Obviously, the commonsensical purpose of this mandate has always been to prevent massive dumping of documents, without form or direction, thereby
alleviating an incalculable burden upon the requesting party of searching for the proverbial needle in a haystack. In this respect, notwithstanding Rule 34(b)’s amendments, (ii) and (iii), PSEG would still have to produce business records as kept in the regular course of business or in such a manner that Alberici could readily find a necessary document or two. It has also been a seminal rule that the responding party would not have to satisfy the requesting party’s whim to have the documents produced in various forms.
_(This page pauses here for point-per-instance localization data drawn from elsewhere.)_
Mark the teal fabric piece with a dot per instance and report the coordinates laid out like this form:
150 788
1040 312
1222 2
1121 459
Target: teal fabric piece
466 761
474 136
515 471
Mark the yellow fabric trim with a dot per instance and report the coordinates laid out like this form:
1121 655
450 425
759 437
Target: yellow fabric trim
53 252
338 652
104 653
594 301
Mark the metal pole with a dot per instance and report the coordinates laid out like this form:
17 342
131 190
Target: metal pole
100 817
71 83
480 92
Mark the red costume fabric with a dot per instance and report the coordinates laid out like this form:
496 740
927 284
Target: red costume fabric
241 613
The Judge then cuts to the chase:
Clearly these 3000 emails and related attachments were not produced in accordance with this mandate, and, as we now know have caused considerable consternation and agony for both parties, which the revised statute was attempting to avoid. Normally, one would expect that an email and its attachment would have been kept together in the regular course of business, and the production of said documents would have followed suit. Here, the difficulty has been that there was not sufficient identifying information to match attachments with their respective email. We accept Alberici’s proffer that it has spent considerable time employing different methodologies to unearth attachments to correspond with the emails it has found to be pertinent. Attempting to reunite these documents has been nothing short of a donnybrook for Alberici. It has been frustrated if not completely hamstrung in locating these documents. Compounding Alberici’s angst is the disadvantage it has been placed in preparing for depositions. In essence, the first production of emails and attachments has been ineffectual.
The judge then takes a shot at PSEG’s vendor:
We acknowledge that discovery production is rarely perfect or ideal, yet this discovery quagmire created by PSEG’s vendor falls woefully short of comporting with the spirit of Rule 34.
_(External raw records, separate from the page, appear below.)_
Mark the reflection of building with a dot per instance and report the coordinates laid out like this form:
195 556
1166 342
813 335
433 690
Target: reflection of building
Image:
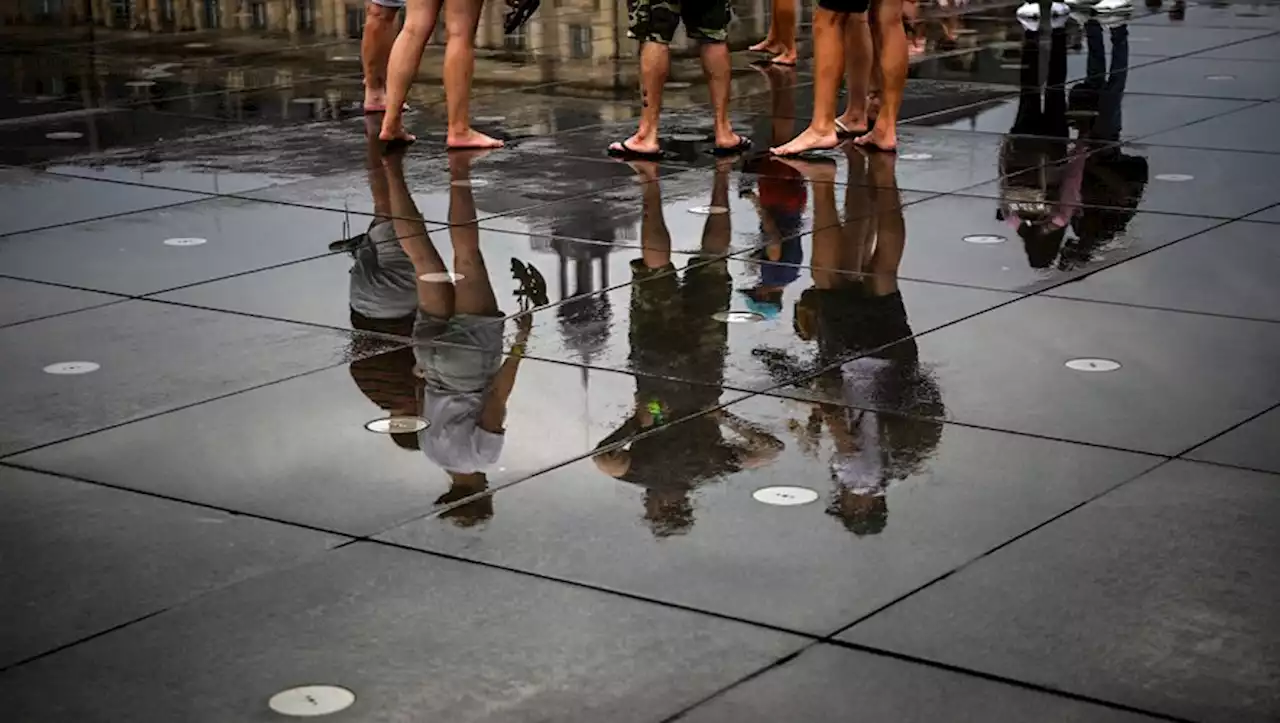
566 30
Ultimately the Judge decided that PSEG must take responsibility for the consequences of its own vendor’s misadventures, by denying the request for cost-shifting, and granting Alberici’s motion to compel.
In one project in which I worked, we noticed missing attachments for some e-mails, but not for others. This is different than what happened with PSEG, in that the attachments that the e-mail message indicating should be present didn’t exist. After quite a bit of investigation, we discovered an error in collection, which had been executed by the client’s own IT staff. Remote users (with laptops) would receive e-mails logged in over the web, but woudn’t actually download the attachments unless they requested the document (by clicking on it). So if they never viewed the attachment, it didn’t exist on their system, despite the e-mail’s indication that the attachment should be present. As a result, the data had to be collected yet again. Additionally, some rather extensive data manipulation had to be done to get the originally processed data and the re-collected data to match. Never was very pretty, but at least the issue was discovered before production.